On Alleged Intimidation, It’s Workers’ Word Against Management’s

 Pomona College dining hall workers who were fired in December said that General Manager Glenn Graziano and Assistant Director of Campus Services Margie McKenna should be fired for alleged anti-union intimidation in an open forum in Rose Hills Theatre Tuesday. Graziano and McKenna said the allegations against them were false. 

 “The new management has been very rude to workers,” said Christian Torres, a terminated worker who had been a leader in an effort to unionize the dining hall employees. “They don’t work well with the workers involved in the unionization movement, those wearing the [pro-union] buttons. I think the best solution is for them to be fired.”    

Torres said that when the unionization effort began two years ago, Graziano pulled him aside and told him to ignore pro-union activists.

“He said, ‘You can get fired with or without union. Without union, you would get better raises, better benefits,'” Torres said.    

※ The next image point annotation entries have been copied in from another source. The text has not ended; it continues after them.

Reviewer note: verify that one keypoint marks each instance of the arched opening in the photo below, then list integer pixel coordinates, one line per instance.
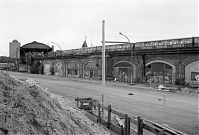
(58, 69)
(124, 71)
(72, 69)
(192, 72)
(160, 72)
(90, 70)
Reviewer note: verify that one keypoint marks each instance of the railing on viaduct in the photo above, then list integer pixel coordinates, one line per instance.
(138, 46)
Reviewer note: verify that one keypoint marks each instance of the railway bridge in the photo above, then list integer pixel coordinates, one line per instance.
(161, 61)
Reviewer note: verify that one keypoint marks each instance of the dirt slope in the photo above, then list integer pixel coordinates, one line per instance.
(26, 108)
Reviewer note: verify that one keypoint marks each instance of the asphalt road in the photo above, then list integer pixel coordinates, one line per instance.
(180, 111)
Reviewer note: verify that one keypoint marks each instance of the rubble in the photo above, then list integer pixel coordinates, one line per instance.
(28, 109)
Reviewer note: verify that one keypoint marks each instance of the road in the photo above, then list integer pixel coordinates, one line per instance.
(180, 111)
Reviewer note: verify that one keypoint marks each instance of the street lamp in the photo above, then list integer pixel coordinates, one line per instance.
(62, 58)
(6, 60)
(26, 59)
(131, 55)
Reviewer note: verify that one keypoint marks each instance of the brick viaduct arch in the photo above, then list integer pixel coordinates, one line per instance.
(74, 71)
(165, 62)
(132, 68)
(83, 67)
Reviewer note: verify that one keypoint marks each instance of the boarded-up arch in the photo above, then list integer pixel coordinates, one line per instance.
(90, 70)
(160, 71)
(191, 72)
(124, 71)
(72, 69)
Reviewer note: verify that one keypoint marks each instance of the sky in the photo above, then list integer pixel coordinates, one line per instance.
(69, 22)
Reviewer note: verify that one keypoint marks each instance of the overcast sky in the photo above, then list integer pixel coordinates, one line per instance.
(67, 22)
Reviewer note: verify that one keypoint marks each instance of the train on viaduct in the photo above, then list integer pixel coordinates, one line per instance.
(172, 61)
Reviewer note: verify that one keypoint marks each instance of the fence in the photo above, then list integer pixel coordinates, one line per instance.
(104, 115)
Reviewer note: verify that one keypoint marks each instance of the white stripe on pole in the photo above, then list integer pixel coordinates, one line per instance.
(103, 59)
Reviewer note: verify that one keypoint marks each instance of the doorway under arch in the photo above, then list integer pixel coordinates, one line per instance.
(72, 69)
(124, 71)
(90, 70)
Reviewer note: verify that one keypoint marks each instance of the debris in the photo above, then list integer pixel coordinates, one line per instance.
(26, 108)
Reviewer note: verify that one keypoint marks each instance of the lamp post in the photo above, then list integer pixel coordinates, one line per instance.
(26, 59)
(61, 58)
(131, 55)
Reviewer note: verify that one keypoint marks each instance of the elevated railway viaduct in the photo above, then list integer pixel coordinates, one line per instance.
(165, 61)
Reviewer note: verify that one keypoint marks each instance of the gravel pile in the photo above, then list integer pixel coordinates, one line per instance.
(26, 108)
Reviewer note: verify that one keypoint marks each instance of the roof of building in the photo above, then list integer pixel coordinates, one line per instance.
(35, 45)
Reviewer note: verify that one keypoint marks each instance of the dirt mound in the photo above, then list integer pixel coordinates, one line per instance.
(25, 108)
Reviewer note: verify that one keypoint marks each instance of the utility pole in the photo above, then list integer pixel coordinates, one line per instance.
(103, 59)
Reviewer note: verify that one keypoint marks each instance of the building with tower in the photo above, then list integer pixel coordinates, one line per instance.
(14, 49)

Graziano, however, called this allegation “ludicrous.” 

“That meeting never took place,” he said.     

Torres said that he believes he was rejected for a promotion because of his pro-union activity and that McKenna told him as much.

“I was interested in a better position,”  he said. “I had been working in the kitchen since I was 16 years old. Later, Margie asked me, ‘You applied for this position? And did you get it? You know why?… Because you were wearing a union button.’”   

McKenna said she never spoke to Torres about his application for the promotion.

José Garcia, another of the 17 workers who were terminated in December because they could not produce immigration documents by the beginning of the month, said Graziano changed his schedule against his will after he began wearing a pro-union button. Speaking in Spanish through interpreter Isabel Juarez PO ’13, Garcia said he had Fridays and Saturdays off of work until Graziano changed one of his days off to Wednesday.    

“His schedule changed because he requested it,” Graziano said.    

McKenna said all employees have consecutive days off unless they request a different schedule.    

The Rose Hills panel featured five of the 17 terminated workers, who spoke about their experiences working for the college to an audience of close to 70 students.    

“This event is about opening up conversation between workers and students interested in supporting workers,” Juarez said. “We were really connected last semester, but there hasn’t been any obvious channel of communications this semester. We just want to make sure everyone is on the same page.”    

The workers said that current employees have continued to try to unionize, and asked students to suggest ways in which they could support the workers. Some audience members discussed asking Pomona to help current and terminated workers assemble immigration documents or gain U.S. citizenship.    

Joaquin Estrada PO ’14 said he was relieved that unionization efforts have continued.

“One of my biggest fears coming into this semester was that everything would be forgotten,” he said.